From Dan Crawford:
"The point of the post is that while one AEI economist [Viard] is willing to state the obvious about tax cuts [that since Reagan at least they have reduced revenue], and though he may state that no economist disputes the obvious, his more prominent colleagues at the AEI do dispute what the data so obviously shows. I went further, and noted that Viard had to know that his own institute is a big part of the problem. Pethokoukis' [his more prominent colleague] next sentence: "Supply-side economics is simply a school of economic thought that believes a) incentives matter, b) high tax rates are bad for growth, and b) inflation is fundamentally a monetary phenomenon."
I'll ignore the grammatical error toward the end of the sentence - there are enough substantive issues in the post - and merely point out: "incentives matter" is not something that defines supply-side economics any more than having two arms and two legs is a defining property of people of Swedish extraction.

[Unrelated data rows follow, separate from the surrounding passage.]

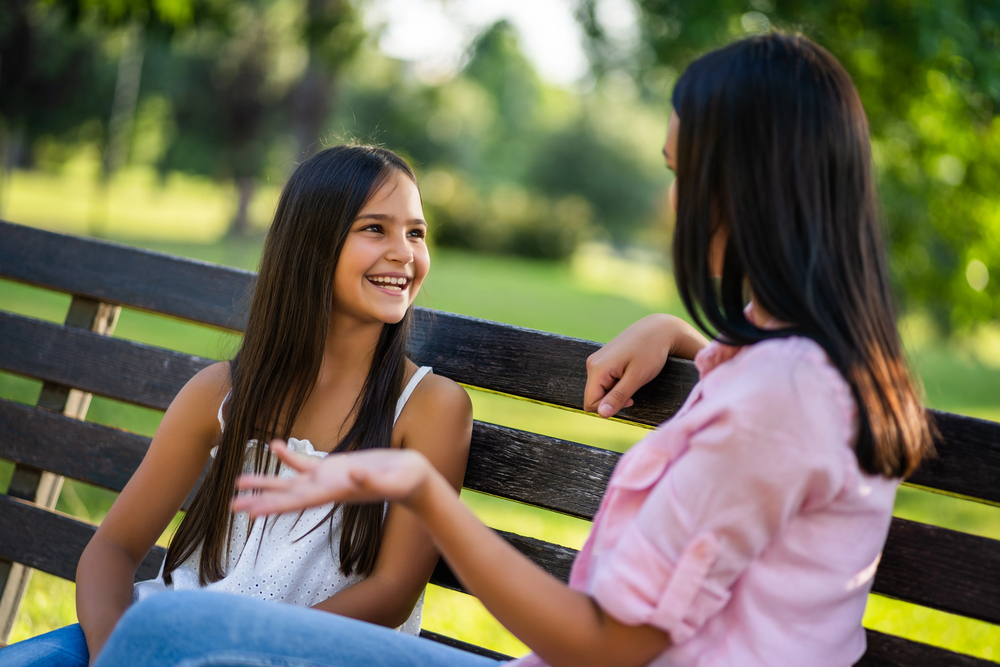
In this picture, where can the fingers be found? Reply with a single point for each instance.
(620, 395)
(600, 378)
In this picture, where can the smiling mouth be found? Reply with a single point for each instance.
(390, 283)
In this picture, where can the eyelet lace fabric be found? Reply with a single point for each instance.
(285, 558)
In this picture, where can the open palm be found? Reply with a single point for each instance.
(371, 475)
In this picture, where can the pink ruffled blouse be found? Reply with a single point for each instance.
(743, 527)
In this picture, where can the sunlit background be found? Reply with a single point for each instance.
(535, 127)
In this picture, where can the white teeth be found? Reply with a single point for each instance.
(388, 282)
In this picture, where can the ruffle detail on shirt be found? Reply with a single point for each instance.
(638, 585)
(643, 465)
(294, 444)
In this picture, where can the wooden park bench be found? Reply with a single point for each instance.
(922, 564)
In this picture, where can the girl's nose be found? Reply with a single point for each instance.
(399, 250)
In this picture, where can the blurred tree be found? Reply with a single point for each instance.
(234, 95)
(332, 34)
(578, 161)
(51, 77)
(929, 76)
(130, 20)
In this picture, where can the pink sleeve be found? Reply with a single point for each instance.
(767, 445)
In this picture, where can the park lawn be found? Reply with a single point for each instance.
(591, 297)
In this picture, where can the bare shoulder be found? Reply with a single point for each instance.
(439, 412)
(210, 383)
(438, 397)
(197, 404)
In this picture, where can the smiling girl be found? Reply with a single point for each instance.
(323, 366)
(743, 532)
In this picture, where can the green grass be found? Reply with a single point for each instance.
(595, 296)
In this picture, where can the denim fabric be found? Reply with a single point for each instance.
(65, 647)
(196, 628)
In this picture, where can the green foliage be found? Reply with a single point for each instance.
(929, 75)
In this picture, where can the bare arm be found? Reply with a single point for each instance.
(633, 358)
(565, 627)
(153, 496)
(437, 422)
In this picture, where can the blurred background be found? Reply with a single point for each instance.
(535, 128)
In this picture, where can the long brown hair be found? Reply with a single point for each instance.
(775, 147)
(277, 364)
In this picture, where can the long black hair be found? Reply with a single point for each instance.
(278, 362)
(774, 149)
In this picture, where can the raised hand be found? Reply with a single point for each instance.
(633, 358)
(381, 474)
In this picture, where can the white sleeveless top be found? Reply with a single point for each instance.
(282, 563)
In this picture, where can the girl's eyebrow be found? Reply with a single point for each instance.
(388, 218)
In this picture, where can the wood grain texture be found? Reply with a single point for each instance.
(119, 369)
(52, 542)
(940, 568)
(968, 460)
(95, 454)
(465, 646)
(533, 364)
(889, 651)
(553, 558)
(538, 470)
(120, 274)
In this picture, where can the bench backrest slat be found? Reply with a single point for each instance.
(526, 467)
(926, 565)
(133, 277)
(112, 367)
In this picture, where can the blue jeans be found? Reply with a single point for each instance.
(65, 647)
(195, 628)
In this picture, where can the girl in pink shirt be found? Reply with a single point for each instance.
(746, 530)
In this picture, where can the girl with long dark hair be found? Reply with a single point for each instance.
(746, 530)
(323, 366)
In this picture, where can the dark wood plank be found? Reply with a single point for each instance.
(968, 460)
(52, 542)
(119, 369)
(553, 558)
(538, 470)
(95, 454)
(465, 646)
(497, 357)
(545, 472)
(940, 568)
(120, 274)
(889, 651)
(533, 364)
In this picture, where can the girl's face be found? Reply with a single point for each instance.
(717, 246)
(384, 259)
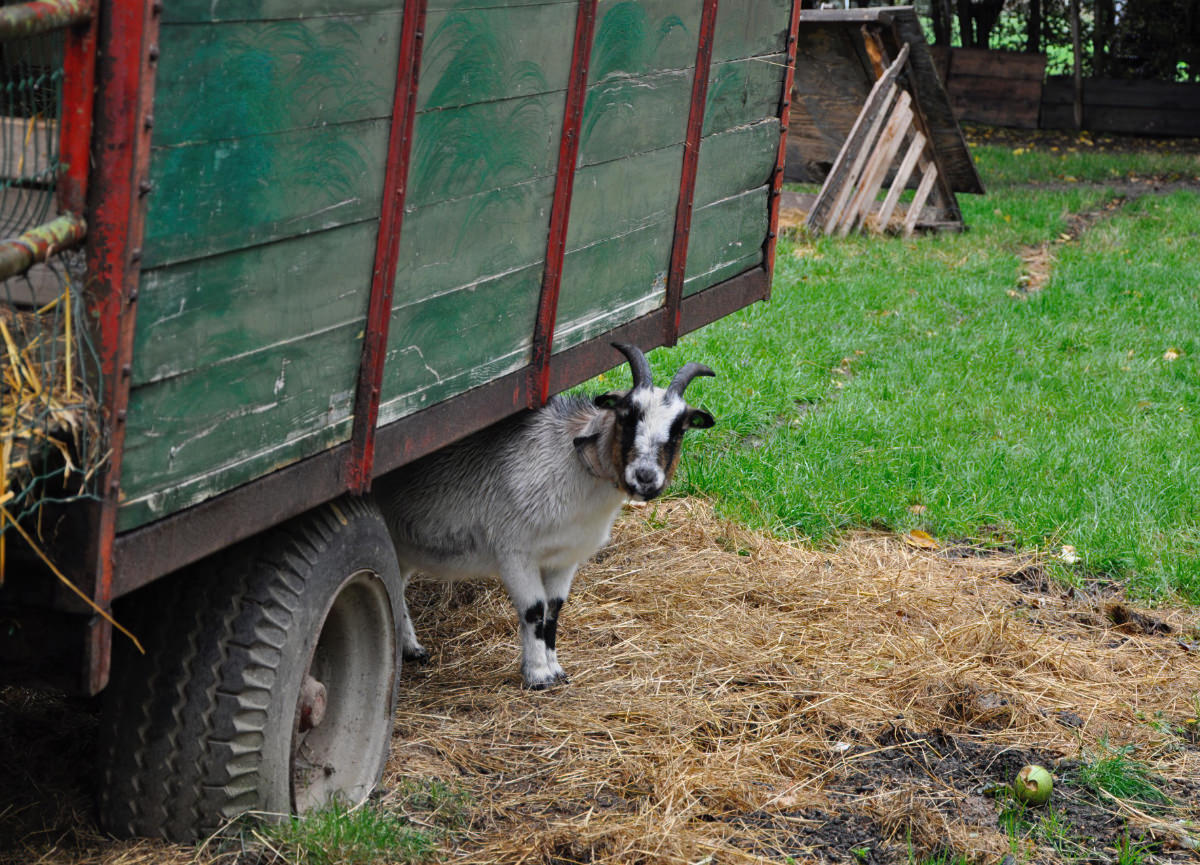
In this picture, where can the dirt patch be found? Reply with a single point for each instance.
(741, 700)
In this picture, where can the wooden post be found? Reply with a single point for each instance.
(1077, 50)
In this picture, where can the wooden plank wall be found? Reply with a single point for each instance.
(267, 168)
(634, 125)
(994, 88)
(1138, 108)
(269, 152)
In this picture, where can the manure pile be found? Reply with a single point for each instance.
(736, 698)
(741, 700)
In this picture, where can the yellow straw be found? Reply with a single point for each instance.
(66, 292)
(71, 586)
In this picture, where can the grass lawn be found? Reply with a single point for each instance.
(1031, 382)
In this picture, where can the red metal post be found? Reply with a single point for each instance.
(75, 119)
(678, 266)
(538, 389)
(375, 343)
(785, 113)
(119, 190)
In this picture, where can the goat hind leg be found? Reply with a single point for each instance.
(411, 648)
(557, 583)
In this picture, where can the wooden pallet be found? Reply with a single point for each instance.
(849, 199)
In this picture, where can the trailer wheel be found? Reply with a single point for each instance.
(269, 680)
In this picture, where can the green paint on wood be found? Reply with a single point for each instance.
(154, 505)
(750, 28)
(744, 91)
(221, 196)
(463, 240)
(209, 310)
(208, 11)
(484, 148)
(737, 160)
(726, 238)
(448, 343)
(234, 80)
(639, 37)
(612, 282)
(223, 419)
(489, 54)
(618, 197)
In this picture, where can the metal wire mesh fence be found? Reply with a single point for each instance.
(49, 446)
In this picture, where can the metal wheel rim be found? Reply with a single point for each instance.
(354, 660)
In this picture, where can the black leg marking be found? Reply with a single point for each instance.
(556, 606)
(535, 616)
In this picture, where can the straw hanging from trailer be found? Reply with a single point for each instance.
(49, 444)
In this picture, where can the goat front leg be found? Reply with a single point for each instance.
(557, 583)
(523, 584)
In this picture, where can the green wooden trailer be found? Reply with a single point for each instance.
(315, 240)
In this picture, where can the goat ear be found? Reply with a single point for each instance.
(609, 401)
(588, 450)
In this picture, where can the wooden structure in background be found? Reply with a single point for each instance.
(1125, 107)
(869, 109)
(993, 88)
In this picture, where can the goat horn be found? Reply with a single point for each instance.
(684, 377)
(637, 365)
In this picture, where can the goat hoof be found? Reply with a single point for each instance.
(419, 655)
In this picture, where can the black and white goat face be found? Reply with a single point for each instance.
(649, 426)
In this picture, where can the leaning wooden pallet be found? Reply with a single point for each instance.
(319, 240)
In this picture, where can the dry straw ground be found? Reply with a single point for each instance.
(736, 698)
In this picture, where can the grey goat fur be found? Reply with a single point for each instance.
(532, 498)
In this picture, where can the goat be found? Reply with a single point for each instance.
(533, 497)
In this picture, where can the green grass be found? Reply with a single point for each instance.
(1113, 772)
(406, 828)
(899, 383)
(336, 835)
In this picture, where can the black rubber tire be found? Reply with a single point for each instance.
(205, 725)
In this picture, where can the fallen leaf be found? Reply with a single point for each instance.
(922, 540)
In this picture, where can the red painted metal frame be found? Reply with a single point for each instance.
(678, 268)
(181, 539)
(41, 16)
(561, 210)
(119, 188)
(76, 115)
(785, 114)
(375, 344)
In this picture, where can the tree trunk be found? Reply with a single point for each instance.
(966, 25)
(1033, 28)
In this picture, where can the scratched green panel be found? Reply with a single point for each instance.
(208, 310)
(233, 80)
(449, 343)
(463, 240)
(622, 196)
(737, 160)
(751, 28)
(726, 239)
(613, 282)
(744, 91)
(221, 196)
(628, 115)
(491, 4)
(483, 148)
(474, 55)
(193, 436)
(633, 38)
(204, 11)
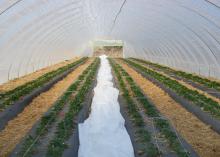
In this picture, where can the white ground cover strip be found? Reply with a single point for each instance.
(104, 134)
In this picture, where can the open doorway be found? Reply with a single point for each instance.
(111, 48)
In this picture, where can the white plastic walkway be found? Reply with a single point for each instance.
(103, 134)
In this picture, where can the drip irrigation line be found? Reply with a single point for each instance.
(212, 3)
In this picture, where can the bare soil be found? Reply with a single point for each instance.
(202, 138)
(17, 128)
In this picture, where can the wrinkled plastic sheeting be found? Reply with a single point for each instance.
(104, 134)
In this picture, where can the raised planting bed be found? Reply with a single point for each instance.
(175, 142)
(143, 144)
(10, 97)
(31, 90)
(206, 85)
(204, 108)
(48, 131)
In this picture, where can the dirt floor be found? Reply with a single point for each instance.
(202, 138)
(32, 76)
(17, 128)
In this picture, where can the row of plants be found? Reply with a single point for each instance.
(161, 124)
(203, 81)
(65, 128)
(30, 143)
(9, 97)
(143, 135)
(205, 103)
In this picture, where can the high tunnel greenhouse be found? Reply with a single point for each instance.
(109, 78)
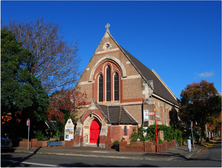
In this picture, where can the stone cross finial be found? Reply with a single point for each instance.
(107, 26)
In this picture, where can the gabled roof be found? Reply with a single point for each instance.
(118, 115)
(159, 88)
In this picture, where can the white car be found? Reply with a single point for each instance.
(6, 143)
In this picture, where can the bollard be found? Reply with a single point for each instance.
(189, 145)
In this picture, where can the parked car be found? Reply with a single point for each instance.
(6, 143)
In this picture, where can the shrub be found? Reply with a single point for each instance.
(168, 132)
(39, 135)
(134, 136)
(116, 143)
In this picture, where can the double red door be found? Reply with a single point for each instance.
(94, 131)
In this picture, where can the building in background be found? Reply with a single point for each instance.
(122, 93)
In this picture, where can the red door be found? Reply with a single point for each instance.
(94, 131)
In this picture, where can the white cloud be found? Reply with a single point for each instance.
(205, 74)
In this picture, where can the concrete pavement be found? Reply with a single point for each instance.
(177, 153)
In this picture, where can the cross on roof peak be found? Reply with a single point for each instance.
(107, 26)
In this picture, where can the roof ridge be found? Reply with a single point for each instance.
(130, 114)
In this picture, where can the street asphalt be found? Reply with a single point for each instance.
(178, 153)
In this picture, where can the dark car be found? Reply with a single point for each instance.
(6, 143)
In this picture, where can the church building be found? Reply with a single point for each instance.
(121, 96)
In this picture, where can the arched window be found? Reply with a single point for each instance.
(116, 86)
(100, 88)
(108, 83)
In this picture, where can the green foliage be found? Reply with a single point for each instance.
(200, 101)
(21, 91)
(39, 136)
(169, 134)
(116, 143)
(138, 135)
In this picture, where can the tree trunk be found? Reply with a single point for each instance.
(202, 136)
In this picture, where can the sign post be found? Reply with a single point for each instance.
(28, 124)
(69, 130)
(156, 130)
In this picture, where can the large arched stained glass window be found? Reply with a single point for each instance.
(108, 83)
(116, 86)
(100, 88)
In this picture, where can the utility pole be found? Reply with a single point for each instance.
(191, 124)
(156, 129)
(28, 124)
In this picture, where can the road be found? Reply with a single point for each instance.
(211, 157)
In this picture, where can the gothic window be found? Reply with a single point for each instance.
(125, 131)
(108, 83)
(116, 86)
(100, 88)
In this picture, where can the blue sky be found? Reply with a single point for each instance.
(180, 40)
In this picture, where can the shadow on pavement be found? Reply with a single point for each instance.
(80, 164)
(16, 160)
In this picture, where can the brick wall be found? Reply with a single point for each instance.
(147, 147)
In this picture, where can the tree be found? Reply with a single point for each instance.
(20, 90)
(199, 101)
(63, 106)
(57, 63)
(214, 123)
(64, 102)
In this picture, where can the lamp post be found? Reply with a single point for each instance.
(156, 129)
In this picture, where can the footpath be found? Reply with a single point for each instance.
(173, 154)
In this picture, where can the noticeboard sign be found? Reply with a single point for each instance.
(69, 130)
(145, 115)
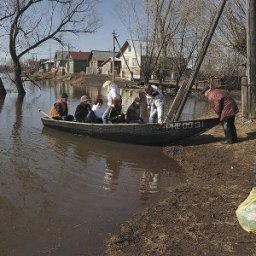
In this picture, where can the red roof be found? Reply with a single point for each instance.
(80, 55)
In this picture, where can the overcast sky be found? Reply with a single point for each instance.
(100, 40)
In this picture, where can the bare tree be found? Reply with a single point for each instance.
(151, 23)
(34, 22)
(232, 28)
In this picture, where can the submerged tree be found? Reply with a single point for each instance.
(34, 22)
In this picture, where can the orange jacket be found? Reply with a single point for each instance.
(222, 103)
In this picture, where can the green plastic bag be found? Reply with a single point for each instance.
(246, 212)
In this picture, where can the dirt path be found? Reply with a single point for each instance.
(198, 217)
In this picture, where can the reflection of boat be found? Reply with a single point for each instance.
(144, 134)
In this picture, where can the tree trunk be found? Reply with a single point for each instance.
(17, 77)
(2, 89)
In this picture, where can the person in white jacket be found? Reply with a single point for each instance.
(155, 101)
(113, 93)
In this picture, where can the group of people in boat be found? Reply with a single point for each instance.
(112, 113)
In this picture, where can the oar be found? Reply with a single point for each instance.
(246, 213)
(44, 113)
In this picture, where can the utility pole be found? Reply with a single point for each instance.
(114, 51)
(182, 95)
(251, 57)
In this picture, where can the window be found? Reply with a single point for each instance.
(134, 62)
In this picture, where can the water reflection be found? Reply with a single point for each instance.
(2, 98)
(65, 192)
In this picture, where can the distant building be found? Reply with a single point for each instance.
(133, 54)
(71, 62)
(45, 65)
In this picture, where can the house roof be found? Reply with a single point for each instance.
(80, 55)
(139, 46)
(73, 55)
(101, 55)
(110, 59)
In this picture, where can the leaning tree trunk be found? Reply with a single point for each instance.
(2, 89)
(17, 77)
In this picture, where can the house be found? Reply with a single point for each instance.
(72, 62)
(45, 65)
(106, 66)
(99, 58)
(130, 55)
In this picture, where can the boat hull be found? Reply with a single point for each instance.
(144, 134)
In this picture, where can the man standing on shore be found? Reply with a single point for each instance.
(226, 109)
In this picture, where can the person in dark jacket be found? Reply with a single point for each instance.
(226, 109)
(83, 111)
(114, 114)
(59, 110)
(133, 112)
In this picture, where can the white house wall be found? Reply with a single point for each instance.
(133, 61)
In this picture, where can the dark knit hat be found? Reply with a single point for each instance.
(64, 95)
(206, 88)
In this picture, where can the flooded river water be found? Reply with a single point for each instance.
(62, 194)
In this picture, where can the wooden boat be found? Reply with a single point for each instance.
(144, 134)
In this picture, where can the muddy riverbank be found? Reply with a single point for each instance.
(198, 217)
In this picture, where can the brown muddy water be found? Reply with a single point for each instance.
(62, 194)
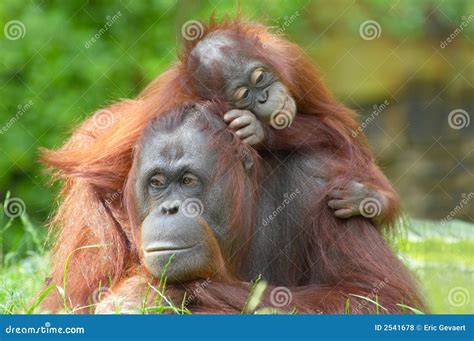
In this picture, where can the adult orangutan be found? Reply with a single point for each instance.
(191, 195)
(95, 164)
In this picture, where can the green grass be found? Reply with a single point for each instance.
(441, 256)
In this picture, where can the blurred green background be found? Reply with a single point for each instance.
(415, 57)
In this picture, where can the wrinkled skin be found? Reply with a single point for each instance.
(181, 207)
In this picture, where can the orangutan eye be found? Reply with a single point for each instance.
(189, 180)
(257, 76)
(241, 93)
(157, 181)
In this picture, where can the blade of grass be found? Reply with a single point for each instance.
(40, 298)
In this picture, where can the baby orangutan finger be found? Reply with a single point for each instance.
(241, 121)
(233, 114)
(246, 131)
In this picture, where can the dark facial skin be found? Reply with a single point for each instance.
(246, 83)
(181, 207)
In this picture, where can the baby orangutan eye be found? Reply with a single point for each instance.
(241, 93)
(257, 76)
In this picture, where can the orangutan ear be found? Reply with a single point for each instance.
(247, 160)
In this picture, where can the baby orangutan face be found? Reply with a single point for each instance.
(223, 68)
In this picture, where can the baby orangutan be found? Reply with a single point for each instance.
(224, 65)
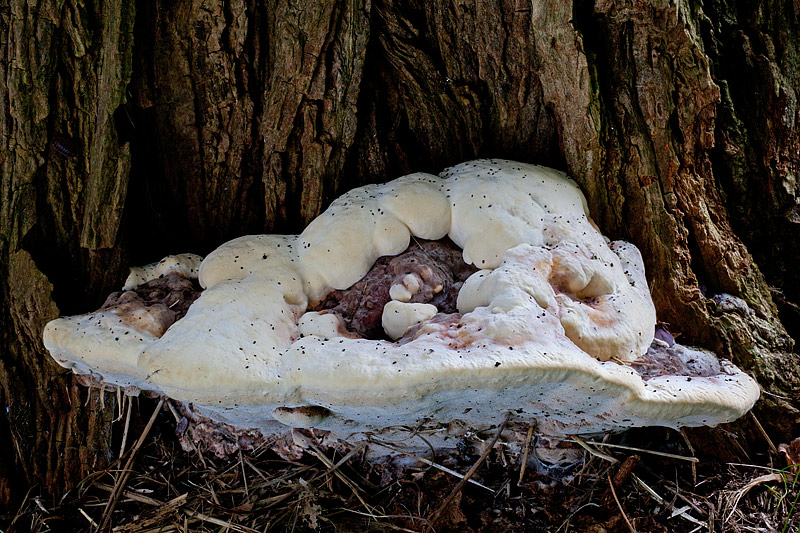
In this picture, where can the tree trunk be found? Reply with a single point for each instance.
(128, 134)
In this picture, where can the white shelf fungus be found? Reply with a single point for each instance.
(545, 328)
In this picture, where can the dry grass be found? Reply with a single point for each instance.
(642, 481)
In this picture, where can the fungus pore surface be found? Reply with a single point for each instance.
(484, 291)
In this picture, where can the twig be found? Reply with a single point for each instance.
(123, 479)
(621, 510)
(429, 463)
(127, 425)
(675, 512)
(691, 449)
(584, 444)
(435, 516)
(335, 470)
(525, 455)
(764, 434)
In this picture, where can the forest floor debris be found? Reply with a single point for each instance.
(642, 480)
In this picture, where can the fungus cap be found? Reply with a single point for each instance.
(547, 328)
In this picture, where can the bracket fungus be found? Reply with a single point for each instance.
(465, 296)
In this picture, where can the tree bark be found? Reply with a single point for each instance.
(127, 134)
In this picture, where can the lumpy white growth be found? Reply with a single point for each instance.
(187, 265)
(544, 329)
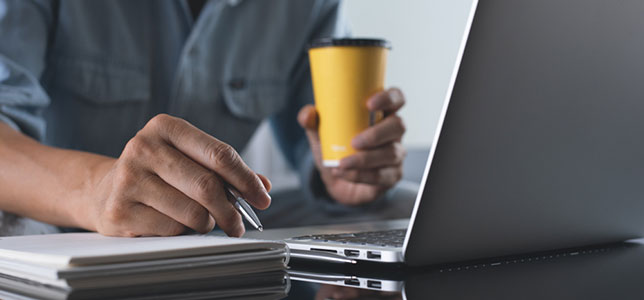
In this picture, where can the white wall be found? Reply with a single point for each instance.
(425, 35)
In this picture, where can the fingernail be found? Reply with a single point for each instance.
(348, 162)
(268, 196)
(357, 142)
(240, 230)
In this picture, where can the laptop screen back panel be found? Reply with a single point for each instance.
(542, 143)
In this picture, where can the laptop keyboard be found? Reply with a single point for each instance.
(385, 238)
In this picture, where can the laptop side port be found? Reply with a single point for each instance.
(324, 250)
(354, 282)
(374, 284)
(374, 255)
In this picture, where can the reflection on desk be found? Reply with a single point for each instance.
(611, 272)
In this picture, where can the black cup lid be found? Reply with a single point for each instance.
(330, 42)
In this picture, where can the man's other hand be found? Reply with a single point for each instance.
(170, 177)
(377, 166)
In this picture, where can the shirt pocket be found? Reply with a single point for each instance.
(100, 83)
(255, 99)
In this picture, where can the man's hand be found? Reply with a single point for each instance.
(171, 176)
(377, 166)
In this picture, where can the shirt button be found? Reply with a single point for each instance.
(237, 84)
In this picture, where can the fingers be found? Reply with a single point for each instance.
(128, 219)
(214, 155)
(389, 130)
(174, 204)
(308, 117)
(202, 185)
(381, 177)
(389, 101)
(267, 183)
(386, 156)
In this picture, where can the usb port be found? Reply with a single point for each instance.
(374, 284)
(373, 254)
(354, 282)
(324, 250)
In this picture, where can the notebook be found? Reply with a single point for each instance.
(92, 261)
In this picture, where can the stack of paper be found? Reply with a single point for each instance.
(88, 264)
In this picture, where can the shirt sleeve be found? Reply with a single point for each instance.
(291, 138)
(24, 31)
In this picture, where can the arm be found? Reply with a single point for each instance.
(171, 176)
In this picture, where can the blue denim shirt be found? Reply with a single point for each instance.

I have yet to meet an economist of any stripe who doesn't believe incentives matter, just as I cannot think of any country whose citizens don't typically come equipped with four limbs. Its just that typically different schools of thought think incentives matter in different ways."
The rest of the post goes on to discuss incentives in Marx and Keynes, and how ridiculous this claim about supply side economics is. The thing is, "supply side economics" isn't really even an economic theory. It was a disposition of policymakers and some economists close to policy makers originating in the 70s and 80s that had some tangential relation to some of the discussions going on among economists at the time.